Bebaca.id, CIANJUR – Kasus dugaan keracunan massal di Kecamatan Leles, Kabupaten Cianjur, Jawa Barat, menelan satu korban jiwa. Seorang balita berinisial MAB (2) dilaporkan meninggal dunia setelah sebelumnya mengalami gejala serius bersama puluhan ibu dan anak lainnya.
Peristiwa ini diduga terjadi setelah para korban mengonsumsi makanan dari program Makan Bergizi Gratis (MBG). Total sebanyak 63 orang, terdiri dari ibu dan balita, dilaporkan mengalami gejala serupa.
Namun hingga kini, penyebab pasti kejadian tersebut masih belum dapat dipastikan. Dinas Kesehatan Kabupaten Cianjur menyatakan masih menunggu hasil uji laboratorium untuk memastikan apakah keracunan dipicu oleh makanan atau faktor lain.
Kepala Dinkes Cianjur, Made Setiawan, mengatakan hasil pemeriksaan diperkirakan akan keluar dalam waktu sekitar satu pekan.
Sementara itu, korban balita sempat mendapatkan penanganan medis di Puskesmas Leles sebelum akhirnya dirujuk ke RSUD Pagelaran.

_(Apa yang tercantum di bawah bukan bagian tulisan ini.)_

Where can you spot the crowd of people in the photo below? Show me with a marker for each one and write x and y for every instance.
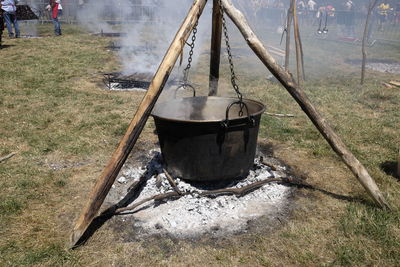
(8, 16)
(343, 13)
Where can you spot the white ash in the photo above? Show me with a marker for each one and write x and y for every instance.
(193, 215)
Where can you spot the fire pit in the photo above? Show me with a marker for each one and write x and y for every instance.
(203, 138)
(193, 214)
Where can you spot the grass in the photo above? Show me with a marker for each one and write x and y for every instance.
(64, 128)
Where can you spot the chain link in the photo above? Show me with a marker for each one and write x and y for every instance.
(228, 50)
(190, 58)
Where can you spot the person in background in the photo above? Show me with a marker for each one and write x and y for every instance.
(312, 10)
(383, 14)
(56, 10)
(9, 8)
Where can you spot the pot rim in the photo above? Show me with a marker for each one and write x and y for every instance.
(263, 108)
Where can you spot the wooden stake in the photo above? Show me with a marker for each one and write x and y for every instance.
(107, 177)
(301, 98)
(215, 53)
(371, 6)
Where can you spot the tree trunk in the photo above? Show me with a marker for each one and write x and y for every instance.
(301, 98)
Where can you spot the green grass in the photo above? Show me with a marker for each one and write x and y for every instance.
(64, 127)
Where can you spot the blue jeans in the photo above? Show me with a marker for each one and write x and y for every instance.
(11, 18)
(57, 25)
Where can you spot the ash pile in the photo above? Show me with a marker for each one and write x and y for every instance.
(201, 208)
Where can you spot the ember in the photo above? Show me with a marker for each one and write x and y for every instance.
(198, 211)
(118, 81)
(110, 34)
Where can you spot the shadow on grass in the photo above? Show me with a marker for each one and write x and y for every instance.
(335, 195)
(99, 221)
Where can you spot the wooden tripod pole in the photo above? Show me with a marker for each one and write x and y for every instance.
(371, 6)
(301, 98)
(297, 43)
(107, 177)
(215, 52)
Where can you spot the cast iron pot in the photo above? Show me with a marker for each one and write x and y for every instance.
(205, 139)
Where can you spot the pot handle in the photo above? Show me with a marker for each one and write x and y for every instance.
(184, 86)
(250, 119)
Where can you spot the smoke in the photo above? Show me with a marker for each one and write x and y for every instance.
(150, 26)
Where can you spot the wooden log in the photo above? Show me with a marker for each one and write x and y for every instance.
(172, 182)
(288, 33)
(301, 98)
(215, 52)
(107, 177)
(371, 6)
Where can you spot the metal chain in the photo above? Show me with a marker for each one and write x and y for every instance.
(228, 50)
(191, 45)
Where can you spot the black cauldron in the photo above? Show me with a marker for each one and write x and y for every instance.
(205, 139)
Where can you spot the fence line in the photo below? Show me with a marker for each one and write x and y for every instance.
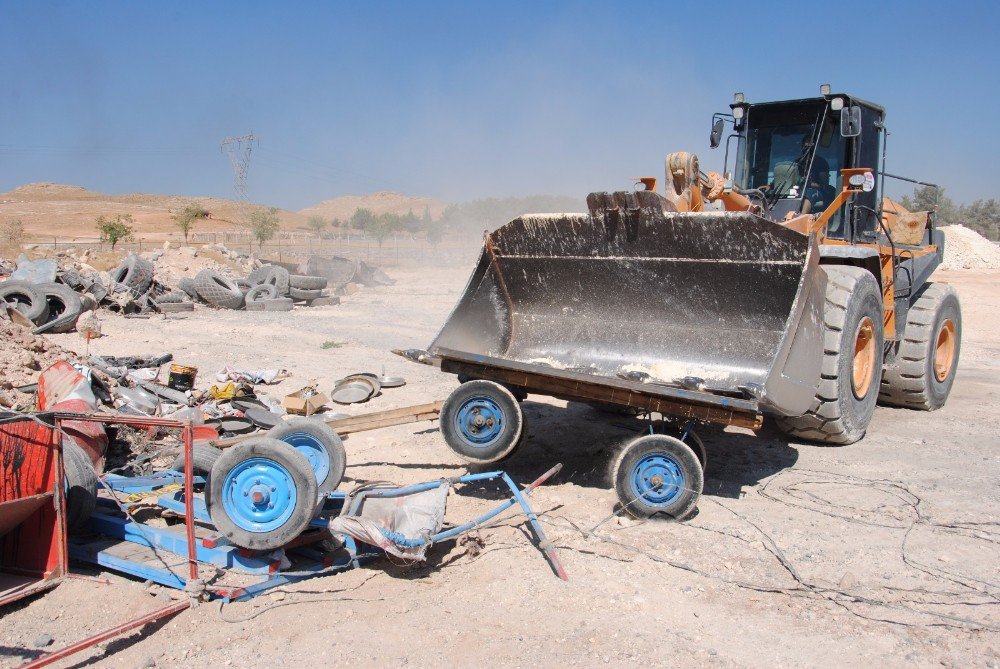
(398, 249)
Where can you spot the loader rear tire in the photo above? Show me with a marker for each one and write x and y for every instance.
(923, 372)
(852, 360)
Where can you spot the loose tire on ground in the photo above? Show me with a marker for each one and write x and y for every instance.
(135, 273)
(261, 494)
(26, 298)
(658, 475)
(64, 307)
(852, 360)
(81, 485)
(217, 290)
(320, 444)
(482, 422)
(306, 282)
(263, 291)
(203, 459)
(923, 372)
(275, 275)
(302, 294)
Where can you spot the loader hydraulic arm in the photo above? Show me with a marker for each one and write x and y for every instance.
(688, 188)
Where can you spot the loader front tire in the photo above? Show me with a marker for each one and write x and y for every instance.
(923, 371)
(852, 360)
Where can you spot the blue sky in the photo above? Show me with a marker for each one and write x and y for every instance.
(465, 100)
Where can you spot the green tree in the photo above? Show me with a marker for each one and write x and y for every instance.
(983, 216)
(185, 218)
(434, 231)
(117, 229)
(263, 224)
(362, 219)
(381, 226)
(411, 223)
(12, 234)
(928, 198)
(317, 224)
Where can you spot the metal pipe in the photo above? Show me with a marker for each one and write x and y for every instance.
(188, 436)
(83, 644)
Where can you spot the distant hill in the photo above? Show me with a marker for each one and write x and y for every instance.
(383, 202)
(58, 210)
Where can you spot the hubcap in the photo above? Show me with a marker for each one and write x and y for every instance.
(864, 357)
(259, 495)
(479, 421)
(944, 351)
(658, 479)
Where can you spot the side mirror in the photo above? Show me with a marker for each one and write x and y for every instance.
(716, 137)
(850, 121)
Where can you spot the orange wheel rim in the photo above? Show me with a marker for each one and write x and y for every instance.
(864, 357)
(944, 351)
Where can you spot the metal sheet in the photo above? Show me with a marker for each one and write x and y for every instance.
(718, 296)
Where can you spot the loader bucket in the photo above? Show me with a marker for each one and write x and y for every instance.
(729, 301)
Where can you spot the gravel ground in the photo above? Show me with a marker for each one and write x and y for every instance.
(882, 553)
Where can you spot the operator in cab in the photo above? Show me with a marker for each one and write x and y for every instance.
(818, 192)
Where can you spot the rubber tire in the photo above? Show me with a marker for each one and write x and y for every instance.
(301, 294)
(203, 457)
(27, 298)
(506, 442)
(217, 290)
(261, 292)
(135, 273)
(306, 282)
(836, 415)
(275, 275)
(305, 485)
(681, 453)
(81, 485)
(330, 440)
(187, 285)
(64, 306)
(910, 381)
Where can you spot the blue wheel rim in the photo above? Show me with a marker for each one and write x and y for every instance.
(259, 495)
(658, 479)
(479, 422)
(314, 450)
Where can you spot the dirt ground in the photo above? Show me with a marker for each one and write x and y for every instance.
(883, 553)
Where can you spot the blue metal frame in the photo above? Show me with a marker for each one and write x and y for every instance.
(110, 522)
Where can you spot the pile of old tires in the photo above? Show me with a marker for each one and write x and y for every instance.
(52, 307)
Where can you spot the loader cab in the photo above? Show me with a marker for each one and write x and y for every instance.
(789, 156)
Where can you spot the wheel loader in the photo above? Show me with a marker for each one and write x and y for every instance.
(786, 286)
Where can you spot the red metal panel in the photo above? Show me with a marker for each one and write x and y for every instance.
(32, 535)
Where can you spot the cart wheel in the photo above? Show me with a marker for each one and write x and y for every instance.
(482, 421)
(261, 494)
(657, 474)
(320, 444)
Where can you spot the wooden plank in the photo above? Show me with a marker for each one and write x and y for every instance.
(390, 418)
(369, 421)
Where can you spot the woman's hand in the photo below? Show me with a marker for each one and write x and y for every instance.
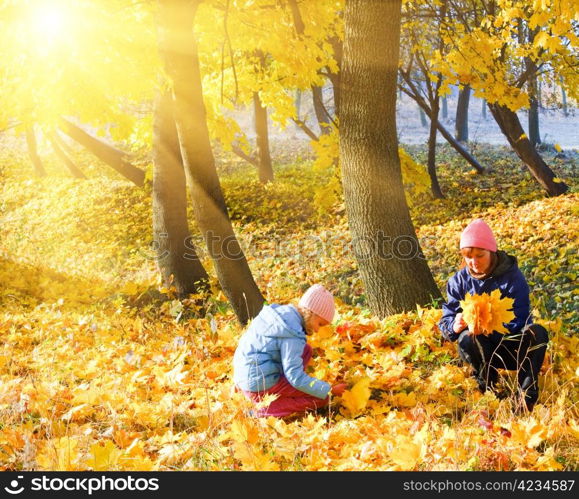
(459, 324)
(339, 389)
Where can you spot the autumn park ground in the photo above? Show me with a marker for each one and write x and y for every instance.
(101, 368)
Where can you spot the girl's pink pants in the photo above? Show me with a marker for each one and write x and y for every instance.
(289, 400)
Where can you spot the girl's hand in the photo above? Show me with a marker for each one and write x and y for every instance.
(339, 389)
(459, 324)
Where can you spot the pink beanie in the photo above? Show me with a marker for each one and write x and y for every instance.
(320, 301)
(478, 235)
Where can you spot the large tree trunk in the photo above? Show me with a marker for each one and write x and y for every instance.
(461, 129)
(510, 125)
(74, 170)
(434, 184)
(176, 256)
(106, 153)
(392, 266)
(262, 140)
(179, 51)
(324, 121)
(33, 152)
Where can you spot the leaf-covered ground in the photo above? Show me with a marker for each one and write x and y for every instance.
(100, 370)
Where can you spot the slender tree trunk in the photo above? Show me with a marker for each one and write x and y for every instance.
(510, 125)
(461, 131)
(434, 184)
(106, 153)
(179, 51)
(262, 140)
(423, 120)
(564, 99)
(392, 267)
(33, 152)
(534, 134)
(298, 103)
(72, 168)
(322, 115)
(446, 134)
(176, 256)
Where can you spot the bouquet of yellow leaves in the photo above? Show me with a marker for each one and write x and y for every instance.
(487, 312)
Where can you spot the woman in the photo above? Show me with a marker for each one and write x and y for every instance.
(523, 348)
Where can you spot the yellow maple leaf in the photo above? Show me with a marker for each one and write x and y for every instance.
(487, 312)
(59, 454)
(356, 399)
(103, 457)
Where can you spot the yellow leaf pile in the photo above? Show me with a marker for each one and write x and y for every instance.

Di rumah sakit, korban menjalani perawatan intensif selama kurang lebih 12 jam di Instalasi Gawat Darurat (IGD).
Direktur RSUD Pagelaran, Irfan Nur Fauzi, menyebut kondisi korban saat tiba di rumah sakit sudah tidak stabil, dengan gejala lemas, pusing, pembengkakan pada tubuh, serta riwayat diare.
“Pasien datang dalam kondisi tidak stabil dan langsung mendapat penanganan intensif di IGD,” ujarnya.
Berdasarkan diagnosis awal, balita tersebut meninggal dunia akibat syok septik.
Di sisi lain, sebagian besar korban lainnya telah dinyatakan pulih dan diperbolehkan pulang. Meski begitu, tenaga kesehatan tetap melakukan pemantauan lanjutan di tingkat desa, sementara beberapa balita masih menjalani perawatan di fasilitas kesehatan.
Pihak Dinkes memastikan akan segera mengumumkan hasil investigasi setelah uji laboratorium selesai, guna memberikan kepastian penyebab insiden yang menimbulkan kekhawatiran masyarakat tersebut.